My life is perfect on the outside. I’ve got a successful cocoa farm, a doting wife and four beautiful children – 2 girls and 2 boys. They say life can’t get any better. But they are wrong, you see, and I don’t want to bother anyone with my seemingly irrelevant problems. The only person I told about my depressed state – my very good friend Akande – told me to go home and return when I have real problems. Ever since, I have not been able to open up to anyone about being sad for no reason. I don’t even know how to explain this heavy feeling in my chest to my wife. I whistle to drown out the voices in my head. I don’t understand myself anymore and I feel like I’m carrying the weight of the world on my shoulders. To avoid everyone and everything around me, I escape to my farm. Nowadays I spend more time on the farm than in my home. The peace and tranquillity I crave can only be found there on the farm. At home I am forced to listen to Bimpe’s incessant chatter and the children’s noisy games.

My uncle Larry came to the farm to see me this morning. He said Bimpe complained to him about my lack of affection, but he hushed her by saying: “If your husband can provide you with food, a roof over your head, clothes for you and your children, then what else do you want? Some women I know do not have husbands. Others who do, don’t have children. Some others have habitual philanderers as mates. Here you are, complaining about what I cannot comprehend. Please go home and take care of your family.” He concluded. “Uncle, she’s right.” I replied. “I am no longer a happy man. Nothing gives me joy; neither my wife nor my children, not even my farm, and I feel like a shell. I used to enjoy listening to my wife every evening, sharing tales with the children, but not anymore. I do not have the patience to talk with my family. I am depressed, Uncle; I have been for a while.” “What madness is this?” He bellowed! “We do not have history of a mad person in our family, Isheri. What have you done??? What are you not telling me?”

In my head, I knew I shouldn’t have told him. I had made a mistake pouring out my anguish to him. I didn’t even know when he left the farm; he did not say his usually extravagant goodbye. He had only succeeded in making me feel worse about my plight. Now, four people – my wife, her grand-aunt, my friend, and now my uncle – think I have some loose screw in my head. I wish I could better explain this problem but even I don’t understand it. How can a man who evidently has it all suddenly find himself unhappy? This defies all logic and makes absolutely no sense.

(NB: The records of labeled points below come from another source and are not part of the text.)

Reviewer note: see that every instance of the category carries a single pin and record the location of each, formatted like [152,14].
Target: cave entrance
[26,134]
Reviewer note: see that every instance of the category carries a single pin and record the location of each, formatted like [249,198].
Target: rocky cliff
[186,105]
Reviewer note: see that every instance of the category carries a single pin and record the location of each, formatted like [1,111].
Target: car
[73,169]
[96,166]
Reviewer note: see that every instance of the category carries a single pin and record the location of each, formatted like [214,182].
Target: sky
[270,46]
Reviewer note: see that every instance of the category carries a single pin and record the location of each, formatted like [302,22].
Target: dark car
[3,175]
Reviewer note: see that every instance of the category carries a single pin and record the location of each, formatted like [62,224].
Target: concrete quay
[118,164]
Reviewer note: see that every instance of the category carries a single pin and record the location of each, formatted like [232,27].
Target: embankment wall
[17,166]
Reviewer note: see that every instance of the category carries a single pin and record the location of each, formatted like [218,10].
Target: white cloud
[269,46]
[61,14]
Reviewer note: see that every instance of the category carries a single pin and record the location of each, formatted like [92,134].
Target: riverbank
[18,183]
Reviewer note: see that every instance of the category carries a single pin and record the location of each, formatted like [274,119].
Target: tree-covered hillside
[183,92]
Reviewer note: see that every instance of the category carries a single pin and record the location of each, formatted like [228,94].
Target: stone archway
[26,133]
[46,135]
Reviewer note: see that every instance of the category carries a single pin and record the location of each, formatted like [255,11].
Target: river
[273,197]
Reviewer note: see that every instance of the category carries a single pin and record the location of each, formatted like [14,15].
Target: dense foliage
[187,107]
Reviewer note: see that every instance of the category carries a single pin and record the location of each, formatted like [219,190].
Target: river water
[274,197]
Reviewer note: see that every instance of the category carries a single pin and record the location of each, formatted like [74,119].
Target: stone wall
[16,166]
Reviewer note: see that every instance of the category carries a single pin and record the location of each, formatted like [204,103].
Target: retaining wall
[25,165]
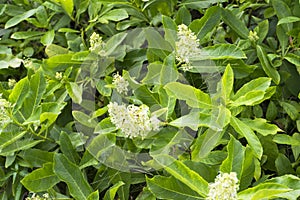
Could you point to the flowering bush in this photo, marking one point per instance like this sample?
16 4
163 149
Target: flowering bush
157 99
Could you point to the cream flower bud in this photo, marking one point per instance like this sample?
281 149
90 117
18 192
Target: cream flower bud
132 120
120 84
11 83
225 187
187 45
96 43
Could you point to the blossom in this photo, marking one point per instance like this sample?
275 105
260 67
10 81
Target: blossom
34 196
253 36
187 45
96 43
58 75
11 83
4 118
120 84
225 187
133 121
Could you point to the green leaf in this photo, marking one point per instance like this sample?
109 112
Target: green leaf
146 96
25 34
84 119
169 71
250 136
220 51
68 6
19 18
294 59
60 61
9 135
72 176
207 23
234 23
290 109
184 174
153 75
114 15
227 83
75 91
205 143
234 160
170 188
19 93
266 65
93 195
261 126
36 90
285 139
263 191
111 192
36 157
41 179
289 19
48 38
283 165
67 148
193 97
259 84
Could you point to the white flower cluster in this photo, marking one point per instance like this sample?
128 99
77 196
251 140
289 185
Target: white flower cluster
134 121
4 118
120 84
37 197
225 187
11 83
96 43
187 45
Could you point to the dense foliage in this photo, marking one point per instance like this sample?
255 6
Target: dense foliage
149 99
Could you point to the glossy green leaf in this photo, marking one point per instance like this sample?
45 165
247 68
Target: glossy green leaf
250 136
263 191
227 83
75 92
41 179
36 90
285 139
259 84
153 75
207 23
115 15
220 51
290 109
111 192
170 188
48 38
68 6
193 97
19 93
234 160
267 67
261 126
19 18
235 23
205 143
169 71
93 195
67 148
283 165
36 157
289 19
84 119
25 34
184 174
72 176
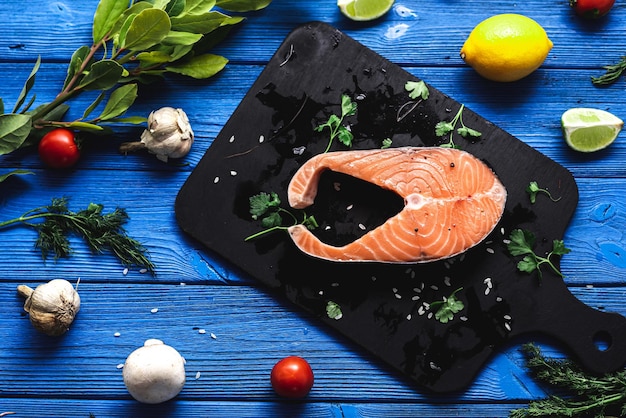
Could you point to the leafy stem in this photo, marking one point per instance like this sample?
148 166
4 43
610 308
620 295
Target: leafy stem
101 231
522 242
266 208
336 126
444 128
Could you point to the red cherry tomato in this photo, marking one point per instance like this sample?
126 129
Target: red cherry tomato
591 9
58 148
292 377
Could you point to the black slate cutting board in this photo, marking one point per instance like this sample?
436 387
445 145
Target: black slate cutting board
385 307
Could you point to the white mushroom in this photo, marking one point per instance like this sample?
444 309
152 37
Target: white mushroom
154 373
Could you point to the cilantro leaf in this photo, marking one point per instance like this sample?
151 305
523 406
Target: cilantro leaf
417 89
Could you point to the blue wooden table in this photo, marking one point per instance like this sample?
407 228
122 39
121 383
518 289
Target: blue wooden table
247 329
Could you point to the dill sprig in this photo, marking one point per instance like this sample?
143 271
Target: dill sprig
101 231
581 394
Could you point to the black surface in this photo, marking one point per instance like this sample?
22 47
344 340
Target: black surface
300 87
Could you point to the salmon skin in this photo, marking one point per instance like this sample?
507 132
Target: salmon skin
452 202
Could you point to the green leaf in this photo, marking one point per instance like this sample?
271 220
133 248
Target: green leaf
3 177
148 28
102 75
417 89
521 242
243 5
14 129
175 7
93 105
203 24
27 86
105 17
197 7
148 59
203 66
119 102
443 128
181 38
76 62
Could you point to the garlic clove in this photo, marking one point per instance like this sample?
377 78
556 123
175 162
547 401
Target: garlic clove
154 373
52 306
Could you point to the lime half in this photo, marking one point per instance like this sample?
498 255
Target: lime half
588 130
364 9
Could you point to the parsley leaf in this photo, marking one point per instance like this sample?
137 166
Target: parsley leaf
448 307
266 208
417 89
522 242
335 123
444 128
533 190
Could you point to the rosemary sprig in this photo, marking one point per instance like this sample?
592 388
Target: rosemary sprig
612 74
102 232
581 394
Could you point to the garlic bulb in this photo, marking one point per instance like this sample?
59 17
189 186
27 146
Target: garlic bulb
51 306
169 135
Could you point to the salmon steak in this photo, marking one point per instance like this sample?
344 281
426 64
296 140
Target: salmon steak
452 202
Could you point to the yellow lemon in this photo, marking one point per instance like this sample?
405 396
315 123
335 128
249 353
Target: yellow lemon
506 47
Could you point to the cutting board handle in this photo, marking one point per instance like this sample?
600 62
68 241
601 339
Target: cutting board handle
596 338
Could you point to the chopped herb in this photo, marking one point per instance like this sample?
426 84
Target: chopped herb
333 310
581 394
612 74
448 307
522 242
417 89
444 128
533 190
335 123
100 231
266 208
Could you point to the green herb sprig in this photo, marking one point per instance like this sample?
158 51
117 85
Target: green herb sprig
101 231
522 242
336 126
612 74
448 307
533 190
581 395
266 207
444 128
133 42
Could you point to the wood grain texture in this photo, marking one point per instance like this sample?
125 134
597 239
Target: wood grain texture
77 374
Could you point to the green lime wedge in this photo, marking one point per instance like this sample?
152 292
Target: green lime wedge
589 130
364 9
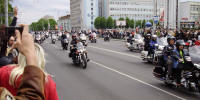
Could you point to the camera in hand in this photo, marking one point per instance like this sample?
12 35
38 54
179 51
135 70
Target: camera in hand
5 34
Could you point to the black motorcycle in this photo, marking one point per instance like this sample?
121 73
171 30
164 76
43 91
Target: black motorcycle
107 38
80 55
190 76
65 44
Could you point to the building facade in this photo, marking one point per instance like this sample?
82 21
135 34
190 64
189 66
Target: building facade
170 18
190 14
64 23
134 9
83 14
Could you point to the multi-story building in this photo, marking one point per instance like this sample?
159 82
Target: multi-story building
189 14
83 14
170 16
134 9
64 23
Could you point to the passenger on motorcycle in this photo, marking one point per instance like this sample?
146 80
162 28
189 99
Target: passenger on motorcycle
62 38
178 60
147 40
152 46
198 41
167 52
72 44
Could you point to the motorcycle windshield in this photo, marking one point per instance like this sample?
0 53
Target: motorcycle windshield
162 41
195 54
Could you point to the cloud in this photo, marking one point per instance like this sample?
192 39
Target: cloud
32 10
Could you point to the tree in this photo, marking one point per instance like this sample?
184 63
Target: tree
110 23
151 21
138 23
43 24
115 26
143 23
131 24
97 23
103 23
127 22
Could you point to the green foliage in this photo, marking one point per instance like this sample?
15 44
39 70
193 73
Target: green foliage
143 23
100 23
110 23
97 23
151 21
138 23
103 23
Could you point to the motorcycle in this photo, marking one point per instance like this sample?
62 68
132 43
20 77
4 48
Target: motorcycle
83 39
80 55
154 57
38 39
107 38
136 43
93 38
65 44
53 39
162 42
190 76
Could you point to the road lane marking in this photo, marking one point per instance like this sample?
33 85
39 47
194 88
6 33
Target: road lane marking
126 75
133 78
115 52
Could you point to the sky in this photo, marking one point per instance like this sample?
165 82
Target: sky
32 10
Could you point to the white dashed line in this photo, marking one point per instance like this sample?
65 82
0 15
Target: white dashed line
133 78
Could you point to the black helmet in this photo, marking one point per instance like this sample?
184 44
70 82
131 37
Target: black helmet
171 38
180 43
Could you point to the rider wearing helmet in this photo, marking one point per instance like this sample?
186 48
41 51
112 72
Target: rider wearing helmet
167 52
152 46
147 41
72 45
178 60
198 41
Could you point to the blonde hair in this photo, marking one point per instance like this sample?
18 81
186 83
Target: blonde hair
18 71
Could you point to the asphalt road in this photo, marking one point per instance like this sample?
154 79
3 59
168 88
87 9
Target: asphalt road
114 73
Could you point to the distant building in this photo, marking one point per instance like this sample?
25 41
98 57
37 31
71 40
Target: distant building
189 14
64 23
48 17
134 9
83 14
171 21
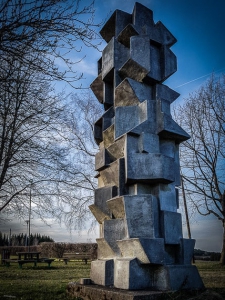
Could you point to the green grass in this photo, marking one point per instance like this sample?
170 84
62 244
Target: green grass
41 283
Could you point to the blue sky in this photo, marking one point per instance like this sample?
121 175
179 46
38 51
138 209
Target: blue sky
199 26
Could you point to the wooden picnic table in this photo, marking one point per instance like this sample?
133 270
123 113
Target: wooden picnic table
28 255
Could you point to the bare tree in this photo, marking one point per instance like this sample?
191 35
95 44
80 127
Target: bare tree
45 139
203 156
46 148
44 34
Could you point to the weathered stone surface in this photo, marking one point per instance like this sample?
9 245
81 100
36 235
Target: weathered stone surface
130 92
102 160
138 161
102 272
116 149
97 88
155 168
142 219
116 206
102 195
104 249
164 92
177 277
171 227
99 214
115 25
186 252
114 230
130 276
113 56
128 117
145 250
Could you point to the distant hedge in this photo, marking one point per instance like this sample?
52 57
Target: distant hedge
56 250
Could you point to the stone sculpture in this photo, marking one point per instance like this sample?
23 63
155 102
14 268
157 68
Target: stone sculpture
141 243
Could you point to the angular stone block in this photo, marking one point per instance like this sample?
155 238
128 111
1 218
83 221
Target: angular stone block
114 175
141 219
156 168
155 74
108 94
102 160
102 195
97 88
108 136
163 35
99 215
116 23
169 129
98 131
128 117
148 143
126 34
137 65
171 227
142 18
129 275
186 252
145 250
164 92
167 147
116 206
177 277
102 272
172 254
116 149
170 63
139 189
108 118
113 57
114 230
166 195
105 251
177 180
130 92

That evening I was sitting outside the house brooding in silence when Bimpe came to me. She brought a seat along with her so I knew she wasn’t leaving soon. “Olowoori mi”, she started, “Uncle Larry said you have gone mad, is this true?” I was tempted to shout at her and send her into the house but I realized that if my wife doesn’t understand me, who else will? We have always been open about everything, I might as well open up to her. “Adebimpe mi, I am depressed and I have been for a while. I did not tell you because I didn’t want you to think me mad.” “God forbid, my husband, you are not mad. I know what depression is. Mother suffered from it until her death. Thank you for taking me into your confidence.” Immediately, I felt like a boulder had been lifted off my chest. All along, all I needed was simply someone who would objectively listen to me. I was glad I told her about it. And I knew, together, we would get through this. “Thank you Adebimpe for listening. That was all I needed.” “We will get through this together.” She replied.

That night we lay together in bed, cuddled in each other’s arms. I listened to her wholeheartedly as she related everything that had been happening in her life for the past days to me while Bobby Benson’s Taxi driver played in the background. I slept like a new groom that night, content and happy for the first time in a long time. Who ever said Africans never get depressed? To think I believed I was going insane. O ma se o.